Back then the challenge was to build robust sheep that could not only handle a winter storm but a fungal storm. What new storm will our sheep have to survive in future?

The Government wants us to stop the planet from warming up, but this challenge is a little ambitious. History would tell us we are better to pour our effort into challenges inside the farm gate. History would also tell us producing more from less is timeless.

Are we still all committed and passionate about our sheep industry and our future as farmers as we were back in the 80s? A massive, yes. The Groundswell turnout showed we are all on the same waka. We may be spread for miles all over the motu, but we are all deeply passionate and driven about our industry. What is also encouraging is the large number of young professional people who continue to join our sheep and beef team.

Looking at the way the team of five million is spending right now we are going to need every trick in the book to improve on farm production and efficiency.

Farmers need to get on and drive that change as it is in our best interests. This is where the farmer discussion groups kick in as we also know that nothing is so powerful as pooled experience. It is also a timeless principle.

The recent RMPP Action Network model provided us with a taste of the power of putting motivated farmers in the same room as a passionate scientist. This is where magic happens.

So, what is our next odyssey to produce a bullet proof survivor?

Is it:- Sheep that don’t need drenching? There is an annual drench cost, lost production and resistance worms will win in the end. Like Covid-19 they will use genetic variation to survive.

Imagine if we could get rid of the need to drench and all associated costs.

Like FE we know you can make genetic progress as it is heritable, and we can make genetic gain.

We also know that we have some futuristic breeders who are well down that track. We all need to champion and support these breeders who are doing the hard yards down a long and sometimes lonely track.

Imagine if every sheep stud in NZ put away their drench gun. So, the survivors were allowed to perform.

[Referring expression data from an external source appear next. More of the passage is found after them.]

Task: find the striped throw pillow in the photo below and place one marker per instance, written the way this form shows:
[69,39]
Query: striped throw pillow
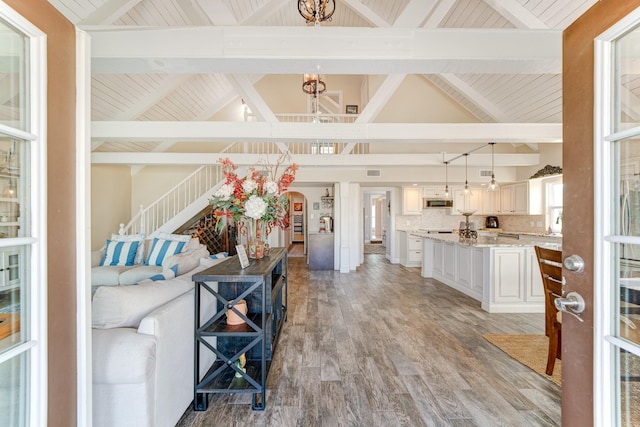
[162,248]
[120,253]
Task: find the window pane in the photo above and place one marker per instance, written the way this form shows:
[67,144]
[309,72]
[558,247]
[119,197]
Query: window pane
[629,389]
[13,297]
[13,84]
[627,187]
[13,391]
[14,200]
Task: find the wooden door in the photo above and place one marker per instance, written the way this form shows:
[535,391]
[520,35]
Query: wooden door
[579,404]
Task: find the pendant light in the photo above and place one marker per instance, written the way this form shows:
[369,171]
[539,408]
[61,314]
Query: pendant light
[493,185]
[466,171]
[446,180]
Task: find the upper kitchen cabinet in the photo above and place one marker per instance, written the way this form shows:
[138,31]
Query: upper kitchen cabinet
[467,202]
[412,201]
[491,202]
[433,193]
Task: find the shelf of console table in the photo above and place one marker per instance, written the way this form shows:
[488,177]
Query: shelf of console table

Like the FE process we would have to buy some less-impressive looking rams knowing they were the survivors.

We know 80% of the flocks’ genetics are contributed by the ram breeders and this is where the real progress will come from.

There are other potentials such as:

  • What about chasing short tailed sheep and the need to dock?
  • What about chasing clean sheep, so we don’t have to dag?
  • What about chasing clean points, so shearing is easier?
  • Genetics is a very powerful tool. We just need to continue to aim it in the right direction.
  • In these times of change it is important to focus on those timeless principles: working together, pooling experience, focus inside the farm gate, more from less and having fun.
  • It has been the adoption of these principles and a make-it-happen attitude that has put the sheep industry in the strong and healthy position it sits in today.